Of the four, Fabrice completed GeoGuide, Chris is almost complete, and Marien and Benoit are still working on it.
GeoGuide determines your location using the Geolocation API, and with that data present you with a map view, weather, local events, images, and wikipedia articles.
And The Rest
Some other good work came out the weekend.
- Nicolas Belloni and Mattias Rost are working on Detector which is their own words, “is an add-on to bring more fingerfriendliness to the content of webpages on Fennec. We strongly support Mozilla’s effort to make a browser adapted for mobile users. So we are aiming at adding more interaction to phone numbers, addresses and contacts’ names. The type of interaction style that we add to the content needs to be thought in order not to be destructive and to take into account the lack of contextual menu. To begin with, we want to detect phones numbers and give the possibility to users to call, save or sms this number”.
- Jesper Hansen is working on a few things — The first is Save Image. Since Fennec has no possibility to save images, then this addon will provide a list of all images on the loaded page with name, ext, size and a single button to save it. Save Image will also provide a simple canvas dialog (or alternative) that slides up from the bottom of the screen when a onmousedown is being detected for longer than a specific time on an image. Second up, Toastercat: an add-on to monitor and display content of icanhascheezburger.com (and friends, see https://addons.mozilla.org/en-US/firefox/addon/11945) RSS feeds in a simple way without having to load the entire page but only rely on the content provided in the feed. A third add-on is related to about:config since Fennec is missing some features there.
- Fabrice followed up the excellent GeoGuide with the equally excellent GrafiTwit. This brings a new twist to tweeting, allow you to doodle on a canvas, send the picture off to Twitpic, and post the link to your stream.
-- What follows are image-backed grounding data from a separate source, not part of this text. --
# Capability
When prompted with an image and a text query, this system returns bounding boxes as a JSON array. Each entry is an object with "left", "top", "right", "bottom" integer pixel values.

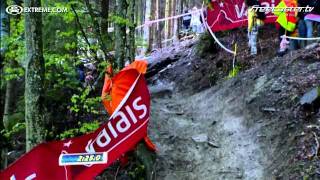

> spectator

[
  {"left": 190, "top": 6, "right": 204, "bottom": 34},
  {"left": 76, "top": 64, "right": 85, "bottom": 83},
  {"left": 274, "top": 0, "right": 298, "bottom": 55},
  {"left": 246, "top": 0, "right": 265, "bottom": 55},
  {"left": 182, "top": 9, "right": 192, "bottom": 31},
  {"left": 304, "top": 0, "right": 320, "bottom": 43},
  {"left": 84, "top": 62, "right": 96, "bottom": 71},
  {"left": 297, "top": 0, "right": 308, "bottom": 48},
  {"left": 85, "top": 71, "right": 95, "bottom": 89}
]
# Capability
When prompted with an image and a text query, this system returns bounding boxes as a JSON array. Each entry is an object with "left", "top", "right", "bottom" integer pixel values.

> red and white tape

[{"left": 135, "top": 9, "right": 204, "bottom": 29}]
- I ported Zemanta, a few hours of effort, and it now works as the desktop version bar a couple of bugs related to the icon in the location bar. Let me know if you want to try it out, it is not public yet.
Lessons Learned and Bugs
One of the lessons learned is best summed up by the mantra ‘performance, performance, performance’. Things you take for granted on the desktop may bite you on the mobile device. Here are some performance related guidelines. Another important point is to try if at all possible to test on one of the mobile devices that Fennec runs on. When testing existing add-ons on Nokia developer devices, it was apparent quickly that this was not done for some existing ones. The desktop versions just don’t highlight some issues, e.g. related to touch. Another alternative is to run Maemo virtually.
At this point, bugs are good. If you come across any, please report them and make them block bug 492546 [Develop an extension showing a xul page in BrowserCanvas]. Vivien Nicolas of Mozilla Europe is working on identifying all XUL related bugs in Fennec, triaging, and following up on fixes.